The chestnuts, the first to break into bud in spring, were already limpid gold. The softer sunlight of early autumn flickered through them. The beeches showed fans of bronze amid the green. It would not be long till the first frosts, the raking up of leaves and the smell of wood smoke as bonfires consumed the waste. In the country, rose hips would be scarlet in the hedges, and hawthorn berries crimson. The grass would not need cutting anymore.
Pitt and Charlotte walked slowly side by side, indistinguishable from a hundred other couples enjoying one of the last really warm days of the year. The children ran around, laughing and chasing each other, largely pointlessly, simply because they had energy and it was fun. Daniel found a stick and threw it for a puppy that was dancing around them, apparently lost by its owner, at least for the time being. The dog ran for it and brought it back triumphantly. Jemima seized the stick and took a turn, hurling it as far as she could.
Over in the distance near the road a barrel organ was playing a popular tune. A running patterer abandoned the news and sat on the grass eating a sandwich he had just bought from a peddler a hundred yards farther along. An old man sucked on a pipe, his eyes closed. Two housemaids on their day off told each other tall stories and giggled. A lawyer’s clerk lay under a tree and read a “penny dreadful” magazine.

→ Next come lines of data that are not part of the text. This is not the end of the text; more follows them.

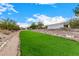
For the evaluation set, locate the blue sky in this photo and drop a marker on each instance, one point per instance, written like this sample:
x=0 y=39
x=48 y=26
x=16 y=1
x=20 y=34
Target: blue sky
x=24 y=12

Charlotte took Pitt’s arm and walked a little closer. He shortened his step so she could keep pace with him.
It was several minutes before Pitt recognized in the distance, striding across the grass, the upright, military figure of John Cornwallis making his way purposefully between the strollers. When he was within twenty yards the expression on his face made Charlotte stop and turn anxiously to Pitt.
Pitt felt a chill run through him, but knew of no reason why he should be afraid.
Cornwallis reached them.
“I’m sorry, Mrs. Pitt,” he apologized to Charlotte, then looked at Pitt, his face pale and tight. “I’m afraid I must interrupt your Sunday afternoon.” He obviously intended it to be the cue for Charlotte to excuse herself and leave them alone, withdraw to a discreet distance, out of earshot.
She did not do so, but instead held more tightly to Pitt’s arm, her fingers curling around and gripping.
“Is it a matter of confidence of state?” Pitt enquired.
“Dear God, I wish it were!” Cornwallis said with passion. “I am afraid by tomorrow everyone else in London will know.”
“Know what?” Charlotte whispered.
Cornwallis hesitated, looking at Pitt with concern. He wanted to protect Charlotte. He was unused to women. Pitt guessed he was acquainted with them only at a distance. He did not know other than convention taught him to expect.
“Know what?” Pitt repeated.
“Another prostitute has been murdered,” Cornwallis said huskily. “Exactly like the first … in every particular.”
Pitt was stunned. It was as if suddenly he had lost his balance, and the grass and trees and sky dissolved and shifted around him.
“In a tenement on Myrdle Street,” Cornwallis finished. “In Whitechapel. I think you had better go there, immediately. Ewart is on the scene. I shall find Mrs. Pitt a hansom to take her home.” His face was ashen. “I’m so sorry.”
P
ITT STOOD
in the doorway of the room where the body had been found. Ewart, gray-faced, was already there. From down the corridor came the sound of hysterical weeping, shock and terror still in the rising, desperate tones, long drawn out as a woman lost control.